If clinical and metadata are merged directly on the exam ID alone (acc_anon), findings that relate to one breast in the clinical data will be mapped to images from both breasts in the metadata. Instead, we must match clinical findings of the left breast with files of the left breast, clinical findings of the right breast to files of the right breast, and clinical findings of both breasts to all files.
To do this, use the side field in clinical data (L, R, B) and only merge rows where side matches the ImageLateralityFinal field in metadata.
- clinical data - side L -> metadata - ImageLateralityFinal L
- clinical data - side R -> metadata - ImageLateralityFinal R
- clinical data - side B -> metadata - all files (L and R)

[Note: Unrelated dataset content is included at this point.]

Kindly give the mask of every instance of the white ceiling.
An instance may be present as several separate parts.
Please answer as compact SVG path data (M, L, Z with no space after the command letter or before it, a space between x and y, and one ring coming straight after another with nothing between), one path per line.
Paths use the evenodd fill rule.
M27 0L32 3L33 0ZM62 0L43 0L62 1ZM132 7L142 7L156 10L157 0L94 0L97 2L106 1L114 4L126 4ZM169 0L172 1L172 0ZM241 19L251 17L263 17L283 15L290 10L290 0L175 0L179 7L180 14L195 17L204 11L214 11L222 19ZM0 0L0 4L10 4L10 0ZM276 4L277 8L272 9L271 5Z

- clinical data - side NaN -> metadata - all files (L and R)
This resultant table will have each clinical finding mapped to its corresponding files in metadata. Note that files can still be repeated in the joined table. For example, if a given accession has 2 findings in the left breast, each finding will be mapped to all the left breast images, resulting in each left breast image appearing twice in the resultant dataframe - once for numfind1 and again for numfind 2. This is expected behavior.
IX. Special Note: Pathology Results in Clinical Data
In typical mammography screening workflow, an abnormal screening study (BIRADS 0) proceeds to a diagnostic study. If the diagnostic study is deemed suspicious (BIRADS 4 or 5), the patient will proceed to biopsy followed by surgery if indicated.
Each of these pathology results is recorded by a human administrator and linked the exam and finding from which they originated. That means that if a screening study has a finding that triggers diagnostic exam and biopsy, the resultant pathology result would be recorded on rows for both the screening and diagnostic exams in the clinical dataframe. Similarly, if the patient proceeds to surgery, the pathology result from surgery will also be recorded in the appropriate rows for both exams. However, because this is a manual process there is potential for error in which the pathology result is recorded only to the diagnostic study and not the screening exam. In this case, it may be useful to create a table of patient ID, pathology specimen date, and pathology results and then manually attribute results back to prior studies based on a date range.